Red Bull New York
Fußball genießt in den Staaten noch lange nicht das Ansehen wie in Europa und Südamerika. Die Sportbegeisterten Amerikaner können sich noch eher für traditionelle Sportarten wie Eishockey, Football, Baseball oder Basketball begeistern, doch die Berührungsängste mit „Soccer" nehmen immer weiter ab und Stadienplätze füllen sich, auch bei Heimspielern der Elf von Red Bull New York.

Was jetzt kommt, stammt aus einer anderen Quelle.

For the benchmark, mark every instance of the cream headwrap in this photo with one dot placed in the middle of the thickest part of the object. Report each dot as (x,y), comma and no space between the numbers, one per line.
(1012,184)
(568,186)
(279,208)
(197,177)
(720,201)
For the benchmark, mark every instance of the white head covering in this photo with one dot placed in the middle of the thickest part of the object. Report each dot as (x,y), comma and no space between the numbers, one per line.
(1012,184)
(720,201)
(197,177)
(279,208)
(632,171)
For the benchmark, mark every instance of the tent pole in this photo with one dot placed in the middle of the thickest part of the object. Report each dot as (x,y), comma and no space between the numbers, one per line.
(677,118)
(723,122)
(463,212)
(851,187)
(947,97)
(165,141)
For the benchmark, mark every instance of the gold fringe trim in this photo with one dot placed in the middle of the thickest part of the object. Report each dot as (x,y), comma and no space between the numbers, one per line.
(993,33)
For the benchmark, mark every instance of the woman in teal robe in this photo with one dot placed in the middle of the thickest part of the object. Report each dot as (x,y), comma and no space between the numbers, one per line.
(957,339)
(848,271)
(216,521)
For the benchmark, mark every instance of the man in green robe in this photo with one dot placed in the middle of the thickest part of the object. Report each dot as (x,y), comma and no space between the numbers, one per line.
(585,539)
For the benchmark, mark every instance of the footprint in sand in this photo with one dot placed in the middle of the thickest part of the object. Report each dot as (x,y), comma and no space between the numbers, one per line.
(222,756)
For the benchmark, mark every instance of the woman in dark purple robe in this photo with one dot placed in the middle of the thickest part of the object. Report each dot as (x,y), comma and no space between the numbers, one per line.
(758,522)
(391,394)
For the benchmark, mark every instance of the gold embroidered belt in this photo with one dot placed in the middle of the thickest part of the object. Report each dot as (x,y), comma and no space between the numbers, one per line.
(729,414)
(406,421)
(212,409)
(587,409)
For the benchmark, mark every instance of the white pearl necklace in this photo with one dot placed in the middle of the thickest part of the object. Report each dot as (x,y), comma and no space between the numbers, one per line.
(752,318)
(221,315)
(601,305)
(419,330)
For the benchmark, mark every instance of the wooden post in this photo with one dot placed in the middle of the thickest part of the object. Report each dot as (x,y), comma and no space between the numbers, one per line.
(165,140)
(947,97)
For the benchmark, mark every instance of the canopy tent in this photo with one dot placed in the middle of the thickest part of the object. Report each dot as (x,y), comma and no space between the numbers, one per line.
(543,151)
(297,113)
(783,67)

Der Hauptsponsor Red Bull fördert ebenfalls in Europa Fußballmannschaften, die mitunter große Erfolge erzielen. In Österreich gehören die Mannen von Red Bull Salzburg zum Maß der Dinge. In Deutschland befinden sich die Kicker von RB Leipzig noch im Aufbau. Selbiges Konzept läuft auch in New York. Hier will man durch attraktive Spiele den Stellenwert des Fußballs verbessern und neue Märkte erschließen. Interessierte Fußball Fans erinnern sich noch an einen früheren Versuch, Fußball als feste Größe in der New Yorker Sportszene zu etablieren.
Cosmos New York
Von Beginn der 1970er Jahre bis zur Mitte der Achtziger existierte das Team Cosmos New York als populärer Versuch, Fußball langfristig eine gute Basis in den Vereinigten Staaten zu verschaffen. Mit den Verpflichtungen von Pelé und Franz Beckenbauer gewann man zwar mehrfach die Meisterschaft, sorgte aber in Europa für mehr Wirbel als im eigenen Land. Auch die Verpflichtung der Trainerlegende Hennes Weißweiler konnte die lokale Bekanntheit nicht steigern. Spiele im Giants Stadium in New Jersey fanden oft vor lichten Reihen statt. Schließlich musste Cosmos 1984 mit dem Ende der Liga den Betrieb wieder einstellen.
New York Metro Stars
1996 gründete sich wieder eine Profiliga in den USA. Auch New York sollte ein Team stellen. Der Name „New York Metro Stars" weist nicht etwa auf die New Yorker U-Bahn hin, sondern leitet sich von der Firma des ehemaligen Präsidenten ab. Auch unter diesem Namen verpflichtete man den ehemaligen Kapitän de deutschen Nationalmannschaft, Lothar Matthäus, der weder auf dem Platz noch mit Sprachkenntnissen neben dem Rasen glänzen konnte.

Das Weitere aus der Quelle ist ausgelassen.